20c face nozzle stem

21 coker tube

21a thrust bearing

21b Rezess

22 end flange

23 skeg

24 thorn

25a upper Koker camp

25b lower Kokerlager

26 seal

30 propellers

31 hull

32 propeller shaft

40 rotary actuator

40a recording

41a flange screw

support flange

adjacent construction

Outer diameter nozzle shaft length nozzle ring

Claims

1. nozzle shaft (20) for pivotable propeller nozzles (100) with fixed propeller for watercraft, in particular pivotable Kortdüsen, characterized

that the nozzle shaft (20) as a hollow body, in particular as a hollow cylinder, is formed and preferably over its entire course in the axial direction has a constant diameter, and

that the nozzle shaft (20) has a diameter in the range of 60 cm to 150 cm, preferably 75 cm to 125 cm, particularly preferably 90 cm to 110 cm, and / or

the wall thickness of the nozzle shaft (20) is 1 cm to 10 cm, preferably 2 cm to 8 cm, particularly preferably 3 cm to 5 cm.

2. nozzle shaft according to claim 1,

characterized,

the nozzle shaft (20) is made of steel.

3. nozzle shaft according to claim 1 or 2,

characterized,

that inside the nozzle shaft (20), in particular in an end region of the nozzle shaft (20), a pivot drive (40) for the nozzle shaft (20), in particular a rotary wing drive unit, at least partially disposed, wherein the outer dimensions of the pivot drive (40) preferably in Substantially correspond to the internal dimensions of the hollow body.

4. nozzle shaft according to one of the preceding claims,

characterized,

in that at one end region of the nozzle shaft (20) connection means, in particular a mandrel (24), for connection to a pivot drive (40) for pivoting the nozzle shaft (20), in particular one Rotary vane drive unit, are provided, wherein the connecting means are preferably detachably connected to the nozzle shaft (20).

5. nozzle shaft according to claim 4,

characterized,

in that the connecting means comprise a thrust bearing (22), in particular a closure flange (22), for the axial bearing of the nozzle shaft (20).

6. nozzle shaft according to one of the preceding claims,

characterized,

the nozzle shaft (20) has a larger diameter than solid nozzle shafts of propeller nozzles, in particular at least twice as large a diameter.

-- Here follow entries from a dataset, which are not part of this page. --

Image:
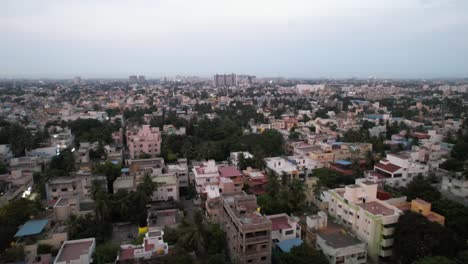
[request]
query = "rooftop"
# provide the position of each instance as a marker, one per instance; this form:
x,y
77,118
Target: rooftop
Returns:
x,y
73,249
336,237
32,227
279,222
376,208
288,244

7. Propeller nozzle for watercraft, in particular Kortdüse, with a fixed propeller (30) and a propeller (30) sheathing nozzle ring (10) which is pivotable by means of a nozzle shaft (20),

characterized,

the nozzle shaft (20) is designed as a hollow body, in particular as a cylindrical tube,

that an end region (20a) of the nozzle shaft (20) facing the nozzle ring (10) is fixedly connected to the nozzle ring (10), in particular by means of welding, and

in that the end region (20a) of the nozzle shaft (20) facing the nozzle ring (10) is guided into the wall of the nozzle ring (10) and preferably abuts against the inner wall (13a) of the nozzle ring (10) with its end face (20c).

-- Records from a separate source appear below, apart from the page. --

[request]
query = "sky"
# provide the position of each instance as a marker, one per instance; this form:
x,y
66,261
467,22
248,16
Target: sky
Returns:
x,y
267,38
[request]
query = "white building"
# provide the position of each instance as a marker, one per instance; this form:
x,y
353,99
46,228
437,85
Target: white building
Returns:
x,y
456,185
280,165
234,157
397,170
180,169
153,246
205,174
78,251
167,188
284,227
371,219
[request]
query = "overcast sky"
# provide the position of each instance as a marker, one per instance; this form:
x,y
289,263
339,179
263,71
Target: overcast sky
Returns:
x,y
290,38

8. Propeller nozzle according to claim 7,

characterized,

that the propeller nozzle (100) is supported only by means of the nozzle shaft (20) and has no further storage.

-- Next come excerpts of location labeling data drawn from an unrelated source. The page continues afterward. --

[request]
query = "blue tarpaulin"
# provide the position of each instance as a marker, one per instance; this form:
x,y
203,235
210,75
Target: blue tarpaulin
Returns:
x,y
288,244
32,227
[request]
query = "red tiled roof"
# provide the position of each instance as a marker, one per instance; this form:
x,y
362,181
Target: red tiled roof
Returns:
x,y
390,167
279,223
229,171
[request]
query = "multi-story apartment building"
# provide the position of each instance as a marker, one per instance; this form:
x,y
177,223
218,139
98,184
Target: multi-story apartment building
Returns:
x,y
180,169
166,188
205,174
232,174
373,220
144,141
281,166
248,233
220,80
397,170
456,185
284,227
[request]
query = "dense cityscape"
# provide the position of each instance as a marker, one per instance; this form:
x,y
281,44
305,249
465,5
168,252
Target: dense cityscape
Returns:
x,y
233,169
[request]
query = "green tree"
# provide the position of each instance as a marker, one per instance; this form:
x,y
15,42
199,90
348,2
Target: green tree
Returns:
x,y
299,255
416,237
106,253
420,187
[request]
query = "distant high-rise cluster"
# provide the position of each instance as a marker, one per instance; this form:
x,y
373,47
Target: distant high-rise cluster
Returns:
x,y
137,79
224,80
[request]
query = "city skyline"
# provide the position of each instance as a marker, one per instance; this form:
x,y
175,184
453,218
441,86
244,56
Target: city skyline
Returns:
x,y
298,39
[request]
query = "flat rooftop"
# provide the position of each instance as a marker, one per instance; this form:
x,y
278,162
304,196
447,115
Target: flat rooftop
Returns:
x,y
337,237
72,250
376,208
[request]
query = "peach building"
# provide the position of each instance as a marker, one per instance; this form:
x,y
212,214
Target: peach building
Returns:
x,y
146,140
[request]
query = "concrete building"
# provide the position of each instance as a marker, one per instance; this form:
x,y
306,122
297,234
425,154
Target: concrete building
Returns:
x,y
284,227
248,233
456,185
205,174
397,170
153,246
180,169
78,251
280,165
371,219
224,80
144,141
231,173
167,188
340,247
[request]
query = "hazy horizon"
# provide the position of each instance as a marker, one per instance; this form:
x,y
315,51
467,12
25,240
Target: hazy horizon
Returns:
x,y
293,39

9. Propeller nozzle according to one of claims 7 or 8,

characterized,

in that at least two apertures arranged substantially opposite one another are provided in the wall of the nozzle ring (10).

10. Propeller nozzle according to one of claims 7 to 9,

characterized,

the nozzle shaft (20) is arranged at least in regions in a coker tube (21) and is mounted therein, wherein the area of the nozzle shaft (20) facing the nozzle ring (10) preferably projects beyond the coker tube (21).

11. Propeller nozzle according to one of claims 7 to 10,

characterized,

in that the nozzle shaft (20) is designed according to one of Claims 1 to 6.

12. watercraft,

characterized,

in that it comprises a propeller nozzle (100) according to one of claims 7 to 11.

13. Use of a cylindrical tube, in particular steel tube, as a nozzle shaft (20) for a propeller nozzle (100) for watercraft.